The minister pointed out that correctional facilities must become centers of reform, not just detention.
According to him, “is not an act of charity but a strategic investment in national security and human capital. When we empower an inmate with employable skills, we reduce the opportunity for that inmate to re-offend. Rehabilitation and reformation do not occur in isolation but must be linked to purposeful activity.”
To give practical effect to this policy, Muntaka Mohamed-Mubarak announced that Government will scale up support for prison-based ventures, saying that entures such as carpentry, tailoring, agriculture, and industrial operations, including bottled water production, will be central to a sustainable, self-reliant correctional economy.
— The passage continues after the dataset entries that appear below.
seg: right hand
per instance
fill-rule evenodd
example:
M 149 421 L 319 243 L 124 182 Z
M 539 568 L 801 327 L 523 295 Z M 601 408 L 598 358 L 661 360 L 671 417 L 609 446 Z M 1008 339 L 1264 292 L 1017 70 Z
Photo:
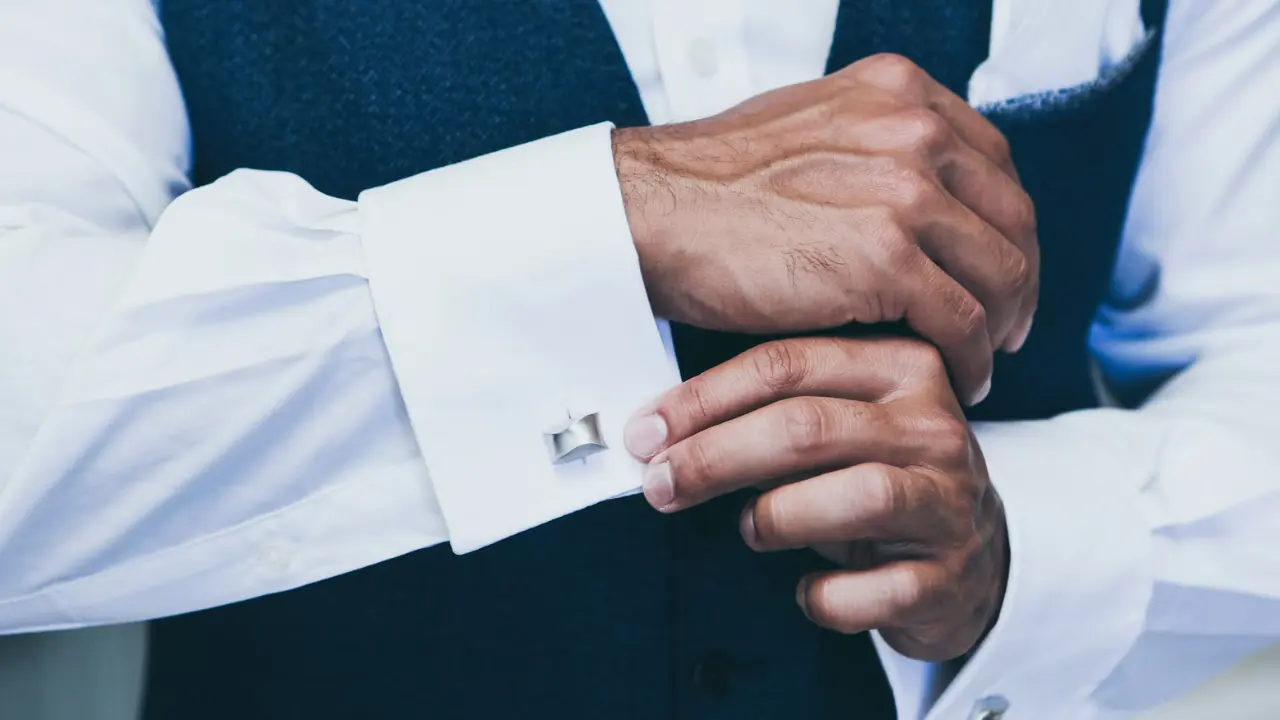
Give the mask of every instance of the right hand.
M 905 58 L 617 130 L 614 157 L 662 317 L 749 333 L 905 320 L 970 402 L 994 350 L 1030 332 L 1040 252 L 1008 142 Z

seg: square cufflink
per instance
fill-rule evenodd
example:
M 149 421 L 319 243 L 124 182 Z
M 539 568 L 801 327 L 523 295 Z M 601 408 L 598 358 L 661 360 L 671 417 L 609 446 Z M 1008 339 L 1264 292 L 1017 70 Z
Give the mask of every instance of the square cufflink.
M 568 420 L 544 432 L 543 438 L 554 465 L 582 460 L 609 449 L 600 433 L 598 413 L 580 417 L 570 415 Z

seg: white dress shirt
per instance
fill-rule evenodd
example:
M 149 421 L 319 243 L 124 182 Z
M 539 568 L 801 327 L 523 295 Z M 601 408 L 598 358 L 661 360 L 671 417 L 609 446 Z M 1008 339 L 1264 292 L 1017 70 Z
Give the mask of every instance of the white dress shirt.
M 820 75 L 837 2 L 602 5 L 661 123 Z M 971 99 L 1097 77 L 1137 6 L 996 0 Z M 1277 39 L 1277 0 L 1172 0 L 1113 295 L 1160 282 L 1092 345 L 1118 386 L 1181 372 L 1138 410 L 976 428 L 1008 593 L 941 697 L 880 644 L 900 717 L 1121 716 L 1280 639 Z M 249 170 L 185 192 L 190 164 L 149 0 L 0 6 L 0 633 L 466 552 L 638 487 L 621 425 L 677 373 L 607 126 L 358 203 Z M 541 431 L 592 411 L 614 449 L 550 465 Z

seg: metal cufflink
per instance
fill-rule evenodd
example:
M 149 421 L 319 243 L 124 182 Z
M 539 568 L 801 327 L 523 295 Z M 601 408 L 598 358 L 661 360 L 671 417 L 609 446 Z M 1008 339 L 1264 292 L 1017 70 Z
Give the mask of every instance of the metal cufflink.
M 603 450 L 608 450 L 600 433 L 600 415 L 591 413 L 569 419 L 543 433 L 547 452 L 554 465 L 583 460 Z

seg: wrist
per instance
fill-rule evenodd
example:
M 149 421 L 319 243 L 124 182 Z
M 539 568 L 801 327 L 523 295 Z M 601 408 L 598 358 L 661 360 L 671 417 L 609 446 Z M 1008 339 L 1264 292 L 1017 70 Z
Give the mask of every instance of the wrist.
M 656 314 L 670 317 L 671 308 L 661 292 L 661 278 L 672 236 L 668 228 L 680 205 L 671 182 L 671 168 L 662 160 L 652 128 L 643 127 L 613 131 L 613 162 L 650 304 Z

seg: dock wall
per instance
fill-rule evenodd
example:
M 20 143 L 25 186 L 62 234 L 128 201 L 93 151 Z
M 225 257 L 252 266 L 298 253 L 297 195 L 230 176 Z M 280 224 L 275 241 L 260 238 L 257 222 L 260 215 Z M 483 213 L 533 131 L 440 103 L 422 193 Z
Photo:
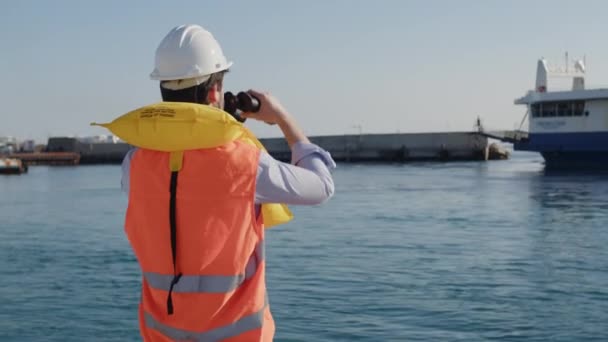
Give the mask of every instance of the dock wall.
M 285 139 L 260 140 L 273 157 L 291 158 Z M 486 137 L 469 132 L 334 135 L 310 140 L 336 161 L 346 162 L 484 160 L 488 147 Z
M 488 153 L 488 138 L 475 132 L 352 134 L 311 137 L 336 161 L 407 162 L 503 159 Z M 289 161 L 284 138 L 260 139 L 276 159 Z M 74 138 L 50 138 L 47 152 L 76 152 L 81 164 L 120 163 L 132 146 L 126 143 L 82 143 Z

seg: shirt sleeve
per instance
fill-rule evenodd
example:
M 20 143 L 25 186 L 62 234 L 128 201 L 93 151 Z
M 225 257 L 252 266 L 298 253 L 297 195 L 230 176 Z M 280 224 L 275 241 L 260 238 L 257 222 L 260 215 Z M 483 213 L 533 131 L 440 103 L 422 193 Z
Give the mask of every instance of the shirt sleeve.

The Minister also directed all institutions under the Ministry for the Interior to prioritise the purchase of bottled water and toilet rolls produced by the Ghana Prisons Service.
This, he said, will not only reduce the financial burden on the state but also generate revenue and promote inmates’ productivity.
He reassured the leadership and personnel of the Ghana Prisons Service of the Government’s unwavering support, emphasizing that the commitment goes beyond improving logistics and infrastructure to reforming the very foundation of correctional practice in Ghana.
Muntaka Mubarak urged the new officers to serve with integrity, compassion, and professionalism, and assured them that their actions would reflect the high standards of the Service and the trust the nation has placed in them.